The aforementioned Center for Popular Democracy, which, according to its website is an expert at “merging technical and legal expertise with deep organizing experience,” is now spearheading labor’s ongoing effort to contractually connect franchisees and franchisors, using scheduling practices to bridge the legally separate entities. Similar to the other efforts to deconstruct the franchise business model, the unions’ ultimate goal is to establish that scheduling practices constitute “joint-employer” liability between the franchisor and franchisee, effectively demolishing the franchise business model.
In addition to the federal legislation, which its sponsors concede is really a messaging bill with little chance of passage, the broader effort is already taking root on the ground in the form of “Workers Bill of Rights” proposals in labor-friendly places like San Francisco and Vermont.
There are many facets to this issue that should be alarming to restaurant operators.
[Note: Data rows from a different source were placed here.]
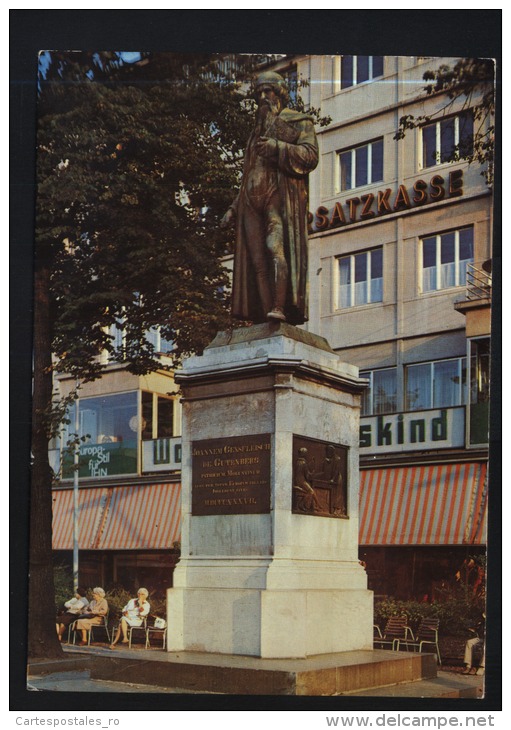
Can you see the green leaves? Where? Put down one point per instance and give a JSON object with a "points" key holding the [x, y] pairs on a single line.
{"points": [[471, 81], [132, 180]]}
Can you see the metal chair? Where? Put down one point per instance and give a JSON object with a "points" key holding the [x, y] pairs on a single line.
{"points": [[154, 631], [90, 634], [427, 633], [395, 631], [131, 629]]}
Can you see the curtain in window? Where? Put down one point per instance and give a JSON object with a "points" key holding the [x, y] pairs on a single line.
{"points": [[418, 387], [361, 278], [446, 384], [447, 259], [345, 282], [384, 391]]}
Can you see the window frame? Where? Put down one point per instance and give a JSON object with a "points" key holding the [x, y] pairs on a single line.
{"points": [[352, 284], [462, 387], [371, 77], [370, 390], [438, 139], [459, 280], [369, 168]]}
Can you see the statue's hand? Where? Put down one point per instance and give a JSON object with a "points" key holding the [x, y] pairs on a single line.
{"points": [[228, 218], [266, 147]]}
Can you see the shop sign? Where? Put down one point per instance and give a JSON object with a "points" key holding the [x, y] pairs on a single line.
{"points": [[103, 460], [413, 431], [373, 205]]}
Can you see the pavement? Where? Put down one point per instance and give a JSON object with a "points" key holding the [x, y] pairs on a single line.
{"points": [[81, 681], [74, 674]]}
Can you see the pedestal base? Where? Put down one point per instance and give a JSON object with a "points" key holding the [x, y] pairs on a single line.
{"points": [[263, 574]]}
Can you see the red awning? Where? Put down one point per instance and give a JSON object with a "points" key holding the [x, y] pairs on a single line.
{"points": [[144, 517], [424, 505]]}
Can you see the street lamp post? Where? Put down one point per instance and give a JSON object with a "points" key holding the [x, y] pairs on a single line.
{"points": [[75, 493]]}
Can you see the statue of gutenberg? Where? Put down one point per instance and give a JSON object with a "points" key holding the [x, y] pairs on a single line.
{"points": [[270, 211]]}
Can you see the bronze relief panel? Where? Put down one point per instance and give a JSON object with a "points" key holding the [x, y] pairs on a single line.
{"points": [[320, 478]]}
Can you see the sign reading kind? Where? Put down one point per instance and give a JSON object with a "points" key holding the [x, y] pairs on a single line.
{"points": [[418, 430]]}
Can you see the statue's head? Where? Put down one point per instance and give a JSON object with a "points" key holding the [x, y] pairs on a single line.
{"points": [[273, 80]]}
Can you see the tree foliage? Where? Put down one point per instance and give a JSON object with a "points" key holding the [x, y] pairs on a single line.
{"points": [[136, 165], [132, 180], [471, 80]]}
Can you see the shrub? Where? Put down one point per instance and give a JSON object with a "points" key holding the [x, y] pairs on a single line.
{"points": [[63, 581], [456, 614]]}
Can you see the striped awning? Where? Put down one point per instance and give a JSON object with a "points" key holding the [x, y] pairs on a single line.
{"points": [[146, 517], [440, 504]]}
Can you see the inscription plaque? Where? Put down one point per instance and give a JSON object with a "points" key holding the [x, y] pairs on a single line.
{"points": [[231, 475], [320, 472]]}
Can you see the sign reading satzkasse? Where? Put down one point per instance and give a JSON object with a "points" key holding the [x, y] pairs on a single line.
{"points": [[231, 475]]}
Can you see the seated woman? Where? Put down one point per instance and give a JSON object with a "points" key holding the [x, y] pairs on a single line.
{"points": [[93, 615], [74, 607], [133, 614]]}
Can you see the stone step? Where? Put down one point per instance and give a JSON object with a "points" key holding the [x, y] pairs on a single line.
{"points": [[328, 674]]}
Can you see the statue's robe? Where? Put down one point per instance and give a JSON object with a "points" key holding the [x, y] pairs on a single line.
{"points": [[295, 161]]}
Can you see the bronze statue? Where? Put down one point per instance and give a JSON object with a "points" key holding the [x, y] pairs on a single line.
{"points": [[270, 211]]}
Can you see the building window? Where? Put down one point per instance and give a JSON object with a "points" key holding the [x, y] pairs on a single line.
{"points": [[439, 384], [445, 258], [157, 416], [479, 390], [381, 395], [357, 69], [361, 165], [160, 344], [361, 278], [447, 138]]}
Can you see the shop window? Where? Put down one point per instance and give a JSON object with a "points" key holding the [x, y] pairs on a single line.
{"points": [[361, 278], [108, 429], [157, 416], [381, 395], [160, 344], [447, 139], [361, 165], [479, 390], [357, 69], [439, 384], [445, 258]]}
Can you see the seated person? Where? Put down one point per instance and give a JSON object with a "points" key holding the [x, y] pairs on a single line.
{"points": [[477, 641], [133, 614], [93, 614], [74, 608]]}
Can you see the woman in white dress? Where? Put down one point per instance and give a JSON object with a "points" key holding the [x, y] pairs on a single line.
{"points": [[93, 614], [74, 608], [133, 614]]}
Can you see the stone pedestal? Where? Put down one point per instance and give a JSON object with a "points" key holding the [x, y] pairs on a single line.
{"points": [[265, 570]]}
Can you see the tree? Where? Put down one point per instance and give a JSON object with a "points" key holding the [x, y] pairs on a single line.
{"points": [[473, 81], [135, 166]]}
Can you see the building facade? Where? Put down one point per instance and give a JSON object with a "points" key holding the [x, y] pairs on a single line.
{"points": [[400, 285], [400, 248], [128, 480]]}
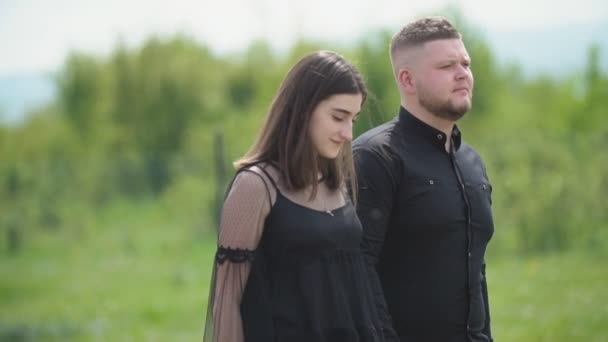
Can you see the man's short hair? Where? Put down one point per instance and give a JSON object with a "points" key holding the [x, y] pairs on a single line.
{"points": [[421, 31]]}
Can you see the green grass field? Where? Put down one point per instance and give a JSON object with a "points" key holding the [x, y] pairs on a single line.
{"points": [[139, 276]]}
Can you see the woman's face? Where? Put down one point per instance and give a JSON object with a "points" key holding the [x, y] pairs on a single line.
{"points": [[331, 124]]}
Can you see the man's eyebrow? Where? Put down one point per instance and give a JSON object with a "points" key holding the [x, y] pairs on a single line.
{"points": [[341, 110]]}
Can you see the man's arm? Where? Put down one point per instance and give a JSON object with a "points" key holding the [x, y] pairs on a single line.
{"points": [[375, 201], [484, 292]]}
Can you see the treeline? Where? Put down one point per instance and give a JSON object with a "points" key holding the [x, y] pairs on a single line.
{"points": [[140, 124]]}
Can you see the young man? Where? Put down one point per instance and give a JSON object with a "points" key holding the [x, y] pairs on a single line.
{"points": [[425, 197]]}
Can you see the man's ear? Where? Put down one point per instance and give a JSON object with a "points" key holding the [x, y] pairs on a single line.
{"points": [[405, 80]]}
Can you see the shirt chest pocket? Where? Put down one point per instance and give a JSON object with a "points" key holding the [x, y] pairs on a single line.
{"points": [[480, 198]]}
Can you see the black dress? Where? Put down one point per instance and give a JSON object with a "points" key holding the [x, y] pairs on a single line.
{"points": [[308, 281]]}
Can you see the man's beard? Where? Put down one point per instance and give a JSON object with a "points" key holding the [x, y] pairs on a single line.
{"points": [[442, 109]]}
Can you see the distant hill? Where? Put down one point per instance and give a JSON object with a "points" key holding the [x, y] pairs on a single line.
{"points": [[558, 51], [20, 93]]}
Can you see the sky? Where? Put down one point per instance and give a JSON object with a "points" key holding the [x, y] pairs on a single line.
{"points": [[546, 36], [36, 35]]}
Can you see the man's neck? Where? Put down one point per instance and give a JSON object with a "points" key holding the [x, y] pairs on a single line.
{"points": [[444, 125]]}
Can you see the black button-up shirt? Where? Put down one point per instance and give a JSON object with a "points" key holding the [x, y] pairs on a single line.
{"points": [[427, 220]]}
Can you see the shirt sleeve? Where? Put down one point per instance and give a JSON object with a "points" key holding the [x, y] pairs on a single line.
{"points": [[246, 206], [374, 206], [484, 292]]}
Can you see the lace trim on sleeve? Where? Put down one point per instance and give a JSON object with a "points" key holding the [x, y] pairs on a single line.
{"points": [[234, 255]]}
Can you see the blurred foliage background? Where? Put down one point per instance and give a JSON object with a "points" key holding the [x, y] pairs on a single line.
{"points": [[109, 194]]}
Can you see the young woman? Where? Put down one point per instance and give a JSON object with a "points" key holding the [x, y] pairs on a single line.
{"points": [[288, 265]]}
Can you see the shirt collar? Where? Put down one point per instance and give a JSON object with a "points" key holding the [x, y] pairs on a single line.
{"points": [[426, 131]]}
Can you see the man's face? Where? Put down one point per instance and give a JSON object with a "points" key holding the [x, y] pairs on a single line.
{"points": [[443, 79]]}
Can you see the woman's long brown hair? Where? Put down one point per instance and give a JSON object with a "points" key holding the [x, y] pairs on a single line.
{"points": [[284, 140]]}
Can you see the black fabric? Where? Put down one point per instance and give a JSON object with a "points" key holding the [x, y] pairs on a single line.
{"points": [[308, 279], [427, 220]]}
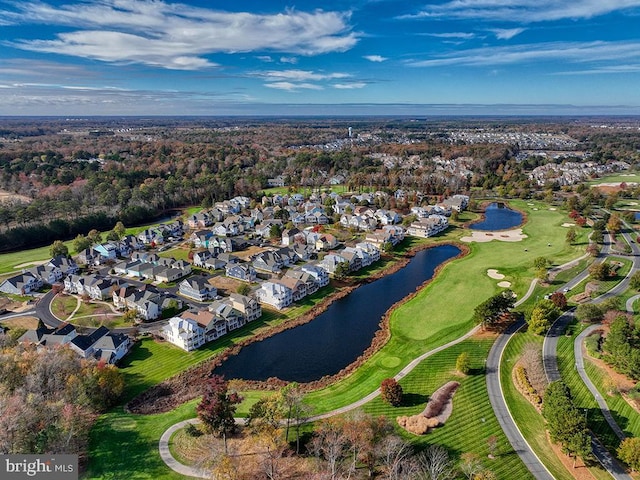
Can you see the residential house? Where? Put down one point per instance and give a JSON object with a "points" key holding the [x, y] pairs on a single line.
{"points": [[268, 262], [371, 249], [320, 275], [107, 251], [47, 273], [351, 255], [326, 241], [428, 227], [298, 287], [201, 238], [291, 236], [214, 327], [184, 333], [223, 309], [199, 258], [331, 261], [88, 257], [66, 265], [22, 284], [302, 276], [241, 271], [198, 288], [288, 255], [249, 306], [274, 294]]}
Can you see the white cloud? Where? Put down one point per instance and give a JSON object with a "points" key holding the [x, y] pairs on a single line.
{"points": [[375, 58], [507, 33], [577, 52], [612, 69], [523, 11], [349, 86], [461, 35], [293, 87], [177, 36], [300, 75]]}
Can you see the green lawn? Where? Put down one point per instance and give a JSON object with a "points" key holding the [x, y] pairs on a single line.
{"points": [[617, 178], [529, 421], [439, 313], [455, 292], [125, 446], [472, 421], [582, 396]]}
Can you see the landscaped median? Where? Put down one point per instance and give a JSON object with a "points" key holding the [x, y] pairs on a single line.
{"points": [[437, 314]]}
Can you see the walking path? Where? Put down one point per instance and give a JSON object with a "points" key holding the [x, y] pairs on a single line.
{"points": [[172, 463], [577, 350], [551, 362]]}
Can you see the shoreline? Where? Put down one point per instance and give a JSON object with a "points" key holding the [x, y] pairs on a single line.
{"points": [[171, 393], [484, 204]]}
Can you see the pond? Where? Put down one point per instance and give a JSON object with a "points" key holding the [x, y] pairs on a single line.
{"points": [[337, 337], [498, 217]]}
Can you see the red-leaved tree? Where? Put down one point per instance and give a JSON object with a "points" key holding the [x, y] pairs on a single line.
{"points": [[391, 392], [217, 409]]}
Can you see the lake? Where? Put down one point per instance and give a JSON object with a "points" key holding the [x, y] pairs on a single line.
{"points": [[498, 217], [338, 336]]}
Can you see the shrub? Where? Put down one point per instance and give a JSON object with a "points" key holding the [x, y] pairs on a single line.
{"points": [[525, 384], [417, 424], [592, 344], [463, 363], [439, 399], [391, 392]]}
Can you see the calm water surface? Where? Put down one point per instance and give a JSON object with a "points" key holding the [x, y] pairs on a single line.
{"points": [[338, 336], [498, 217]]}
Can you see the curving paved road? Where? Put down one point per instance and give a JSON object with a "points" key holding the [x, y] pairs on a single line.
{"points": [[551, 362], [577, 350]]}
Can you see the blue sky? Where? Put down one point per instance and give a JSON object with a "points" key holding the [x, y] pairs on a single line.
{"points": [[160, 57]]}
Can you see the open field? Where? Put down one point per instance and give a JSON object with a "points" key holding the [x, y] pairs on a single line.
{"points": [[617, 178], [529, 421], [472, 421], [582, 397], [454, 294], [462, 283]]}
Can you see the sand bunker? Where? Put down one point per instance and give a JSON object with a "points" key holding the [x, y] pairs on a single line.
{"points": [[493, 273], [505, 236]]}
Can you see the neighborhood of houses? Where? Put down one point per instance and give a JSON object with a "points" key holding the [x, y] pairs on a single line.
{"points": [[135, 278]]}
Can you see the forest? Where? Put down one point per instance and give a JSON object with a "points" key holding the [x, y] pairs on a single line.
{"points": [[62, 177]]}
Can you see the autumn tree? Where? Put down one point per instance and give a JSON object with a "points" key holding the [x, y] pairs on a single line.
{"points": [[542, 315], [489, 311], [120, 229], [589, 313], [391, 392], [81, 243], [58, 248], [600, 271], [463, 363], [565, 423], [94, 236], [243, 289], [559, 299], [629, 452], [218, 407], [614, 224]]}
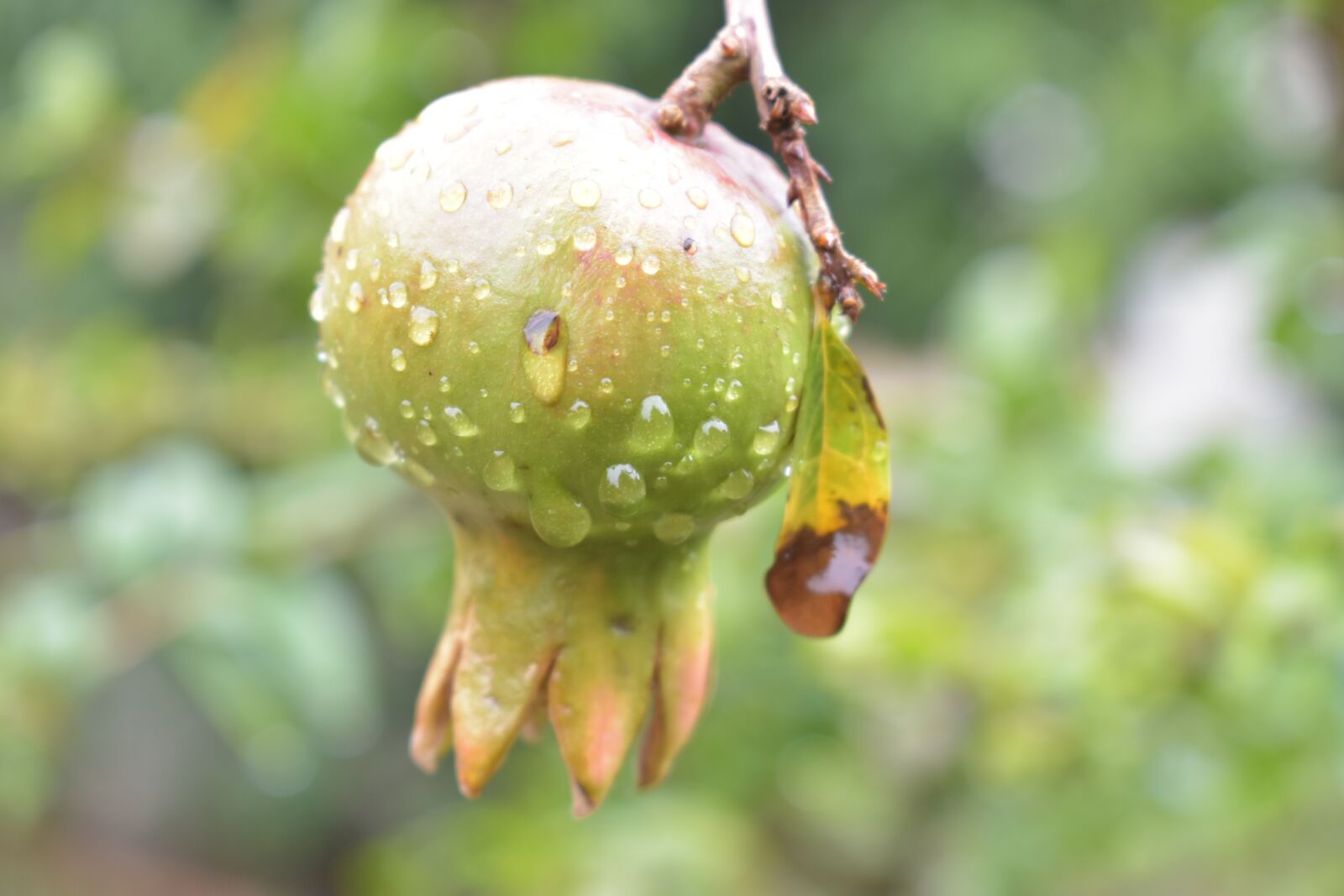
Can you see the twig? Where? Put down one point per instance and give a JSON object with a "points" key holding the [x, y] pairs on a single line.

Not only is the short-term narrative around scheduling an easy one for anti-business groups to rally around and an equally difficult one for operators to effectively explain, this issue is part of a broader strategy to not only engage workers, but more importantly to undermine a business model that is a foundation of the restaurant and retail sector.
When all the rhetoric over predictable schedules and additional hours is stripped away, the ultimate goal of the "Fair Workweek Initiative” will be what labor leaders envisioned less than two years ago in New York City — a beachhead to unionization. Restaurant operators would be wise to treat it as such.